Timely and appropriate administration of medication, including pain medication, is often a key component of modern medical care provided by nurses. Unfortunately, nurses sometimes also need pain relief or may even have an addiction to narcotic painkillers and may not have a prescription or access to what they need.
When that happens, nursing professionals may feel tempted to engage in drug diversion. Doing so could mean either criminal charges or ethics allegations that lead to the potential loss of their nursing license.
What are some common drug diversions scenarios for modern nurses?
There are a number of situations that could lead to drug diversion allegations against a nurse. The first and most obvious would involve a nurse who knows that a patient needs a certain amount of pain medication and takes those pills for themselves anyway. They might replace an oxycodone pill with sodium naproxen or Ibuprofen so that they can keep and later take the oxycodone themselves.

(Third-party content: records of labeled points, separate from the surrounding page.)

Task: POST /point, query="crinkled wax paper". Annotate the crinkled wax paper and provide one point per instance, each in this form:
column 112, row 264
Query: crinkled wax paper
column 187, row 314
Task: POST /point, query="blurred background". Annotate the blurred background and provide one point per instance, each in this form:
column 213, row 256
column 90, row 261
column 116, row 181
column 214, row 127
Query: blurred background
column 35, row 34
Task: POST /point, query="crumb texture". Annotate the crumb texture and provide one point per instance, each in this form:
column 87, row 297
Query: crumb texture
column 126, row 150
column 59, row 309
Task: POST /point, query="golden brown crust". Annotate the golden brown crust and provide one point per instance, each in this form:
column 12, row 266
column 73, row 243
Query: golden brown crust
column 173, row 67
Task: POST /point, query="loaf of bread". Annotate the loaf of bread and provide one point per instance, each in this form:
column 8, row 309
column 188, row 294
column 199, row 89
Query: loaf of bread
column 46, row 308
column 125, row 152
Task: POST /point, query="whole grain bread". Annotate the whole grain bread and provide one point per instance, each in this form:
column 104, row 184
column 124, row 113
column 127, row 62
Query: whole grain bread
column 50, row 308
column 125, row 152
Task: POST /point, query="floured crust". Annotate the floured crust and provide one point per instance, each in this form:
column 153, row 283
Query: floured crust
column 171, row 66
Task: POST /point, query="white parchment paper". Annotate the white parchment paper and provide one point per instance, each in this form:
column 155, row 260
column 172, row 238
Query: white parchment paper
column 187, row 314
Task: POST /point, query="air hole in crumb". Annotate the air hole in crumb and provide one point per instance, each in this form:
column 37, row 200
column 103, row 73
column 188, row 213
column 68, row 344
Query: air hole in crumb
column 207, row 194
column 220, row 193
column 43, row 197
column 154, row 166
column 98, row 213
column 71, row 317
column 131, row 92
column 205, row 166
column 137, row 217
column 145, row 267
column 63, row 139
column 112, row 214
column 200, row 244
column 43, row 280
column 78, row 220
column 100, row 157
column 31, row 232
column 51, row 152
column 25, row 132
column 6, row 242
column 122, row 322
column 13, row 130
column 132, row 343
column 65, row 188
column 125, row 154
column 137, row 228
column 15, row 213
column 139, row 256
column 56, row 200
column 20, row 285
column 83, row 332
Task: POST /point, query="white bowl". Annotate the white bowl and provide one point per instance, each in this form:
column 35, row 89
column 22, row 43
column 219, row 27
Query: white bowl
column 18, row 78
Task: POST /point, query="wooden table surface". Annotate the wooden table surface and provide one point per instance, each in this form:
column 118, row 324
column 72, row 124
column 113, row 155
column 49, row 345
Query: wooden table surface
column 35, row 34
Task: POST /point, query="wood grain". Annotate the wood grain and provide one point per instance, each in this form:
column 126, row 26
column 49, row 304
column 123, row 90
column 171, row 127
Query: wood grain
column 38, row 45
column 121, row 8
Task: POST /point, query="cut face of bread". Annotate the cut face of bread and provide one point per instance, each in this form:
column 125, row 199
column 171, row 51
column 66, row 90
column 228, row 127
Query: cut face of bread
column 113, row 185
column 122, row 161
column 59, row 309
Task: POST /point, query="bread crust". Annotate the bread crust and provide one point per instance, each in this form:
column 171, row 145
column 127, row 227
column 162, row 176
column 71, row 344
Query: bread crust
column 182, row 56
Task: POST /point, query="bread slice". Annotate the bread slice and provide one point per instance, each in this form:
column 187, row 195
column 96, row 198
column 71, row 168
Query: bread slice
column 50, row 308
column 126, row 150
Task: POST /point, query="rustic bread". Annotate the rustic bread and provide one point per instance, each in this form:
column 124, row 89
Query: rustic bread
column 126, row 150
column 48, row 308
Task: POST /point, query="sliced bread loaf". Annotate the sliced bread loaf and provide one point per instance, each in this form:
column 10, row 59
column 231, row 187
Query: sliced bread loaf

Other times, the patient may have refused pain medication or has made it clear that they need less than the doctor recommended. They could also be non-verbal or mostly unconscious, meaning they can’t speak for themselves. A nurse might pocket any extra pills, assuming that no one will notice the discrepancy because the patient doesn’t need them or at least can’t complain.
All it takes is a family member getting suspicious or a patient making a complaint for a nurse to face severe and career-altering consequences because of an addiction or chronic pain.
Drug diversion can put your patients at risk
If you suffer from either addiction or severe pain, those issues might compromise your decision-making ability. You may not stop to think about how inadequate pain management might affect someone’s health, recovery or quality of life. You may know that there are risks but assume that you are smart enough to not get caught. You could also make mistakes in care if you use medication while caring for patients.
If you find yourself facing drug diversion accusations, whether you feel the accusations are justifiable or not, it’s important that you know that you have the right to defend yourself not just in criminal court but also in front of a licensing board. Getting advice when a drug diversion issue comes to light can help you make smarter decisions and protect your ability to stay in the career that you love.